Luigi Piacquadio era affetto, secondo il medico che lo ha attentamente esaminato, da una profonda depressione. Perciò, il giorno del delitto non era in grado di intendere e volere. A queste conclusioni è giunta la perizia del professor Piero Ricci, al quale, nello scorso mese di aprile, era stato affidato questo incarico dal Gup Loredana Camerlengo. Nell’udienza di ieri il Gup, dopo aver analizzato nel dettaglio della consulenza del professore, che era sta depositata nei giorni scorsi, ha voluto interrogare il perito per approfondire meglio le sue conclusioni.

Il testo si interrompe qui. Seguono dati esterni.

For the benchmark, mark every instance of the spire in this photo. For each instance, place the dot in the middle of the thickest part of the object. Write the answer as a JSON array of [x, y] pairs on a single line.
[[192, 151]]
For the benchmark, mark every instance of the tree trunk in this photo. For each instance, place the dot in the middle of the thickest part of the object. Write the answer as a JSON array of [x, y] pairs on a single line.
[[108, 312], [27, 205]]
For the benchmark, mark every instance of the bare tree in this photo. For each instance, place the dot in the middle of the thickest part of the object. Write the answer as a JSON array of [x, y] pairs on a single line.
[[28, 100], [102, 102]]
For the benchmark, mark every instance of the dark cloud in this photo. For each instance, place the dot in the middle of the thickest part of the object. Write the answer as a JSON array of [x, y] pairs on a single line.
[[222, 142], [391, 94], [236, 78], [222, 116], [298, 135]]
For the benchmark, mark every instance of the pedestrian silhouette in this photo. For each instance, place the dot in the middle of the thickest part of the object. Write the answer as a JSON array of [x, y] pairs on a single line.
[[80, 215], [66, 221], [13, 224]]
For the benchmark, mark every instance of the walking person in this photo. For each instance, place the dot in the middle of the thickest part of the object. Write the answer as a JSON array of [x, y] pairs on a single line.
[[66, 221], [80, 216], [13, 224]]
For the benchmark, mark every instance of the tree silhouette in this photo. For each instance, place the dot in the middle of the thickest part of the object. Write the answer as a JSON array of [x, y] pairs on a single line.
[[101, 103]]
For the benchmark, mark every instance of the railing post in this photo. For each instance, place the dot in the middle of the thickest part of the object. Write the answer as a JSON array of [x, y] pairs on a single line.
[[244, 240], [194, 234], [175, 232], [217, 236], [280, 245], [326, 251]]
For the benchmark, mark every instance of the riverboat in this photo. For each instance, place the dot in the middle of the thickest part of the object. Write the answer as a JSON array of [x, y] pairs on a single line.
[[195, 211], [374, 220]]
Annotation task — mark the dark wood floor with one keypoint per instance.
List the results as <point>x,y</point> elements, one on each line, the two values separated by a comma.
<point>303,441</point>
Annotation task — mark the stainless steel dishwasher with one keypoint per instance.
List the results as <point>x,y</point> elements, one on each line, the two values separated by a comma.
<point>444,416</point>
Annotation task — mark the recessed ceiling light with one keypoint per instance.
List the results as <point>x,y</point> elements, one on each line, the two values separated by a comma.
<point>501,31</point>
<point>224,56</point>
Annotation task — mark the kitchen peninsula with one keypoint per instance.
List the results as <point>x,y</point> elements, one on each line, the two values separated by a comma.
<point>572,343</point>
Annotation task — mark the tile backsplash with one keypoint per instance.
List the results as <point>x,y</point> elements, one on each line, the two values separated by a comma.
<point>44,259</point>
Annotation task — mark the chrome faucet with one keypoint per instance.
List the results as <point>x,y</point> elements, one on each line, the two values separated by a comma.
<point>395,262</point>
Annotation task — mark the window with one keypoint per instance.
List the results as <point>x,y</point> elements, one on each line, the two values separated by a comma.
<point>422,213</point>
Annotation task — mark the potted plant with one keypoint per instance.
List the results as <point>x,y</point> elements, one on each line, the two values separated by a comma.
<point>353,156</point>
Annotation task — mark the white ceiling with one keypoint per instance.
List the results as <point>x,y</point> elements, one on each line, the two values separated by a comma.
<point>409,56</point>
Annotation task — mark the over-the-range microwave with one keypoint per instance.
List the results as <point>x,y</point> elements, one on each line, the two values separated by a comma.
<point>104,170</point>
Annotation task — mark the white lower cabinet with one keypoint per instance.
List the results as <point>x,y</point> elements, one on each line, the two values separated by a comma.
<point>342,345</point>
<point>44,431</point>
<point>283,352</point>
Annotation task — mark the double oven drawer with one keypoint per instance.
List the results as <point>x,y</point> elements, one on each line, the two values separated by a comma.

Il pubblico ministero Maria Gabriella Di Lauro aveva chiesto una condanna a quattordici anni, dal momento che non condivideva il risultato della valutazione di Piero Ricci. Poi c’è stato l’intervento del difensore di Luigi Piacquadio, il legale Claudio Barbato, che ha chiesto appunto l’assoluzione dell’uomo sulla base della perizia.

Tentato suicidio

Luigi Piacquadio da alcuni mesi era agli arresti domiciliari in una casa famiglia in Umbria. Da ieri può riassaporare la libertà. Questo delitto era avvenuto nel mese di settembre dell’anno scorso. L’uomo, un ex segretario comunale, dopo l’omicidio, aveva tentato di suicidarsi. In un primo momento si è accoltellato con la stessa lama con cui aveva trapassato il figlio, e poi provando a buttarsi dal quinto piano della palazzina di via Lavinia a Montesarchio. Il tempestivo intervento dei carabinieri e di alcuni vicini evitarono che i morti diventassero due. Il magistrato, dopo l’ arresto in carcere, aveva concesso all’imputato, da alcuni mesi, gli arresti domiciliari.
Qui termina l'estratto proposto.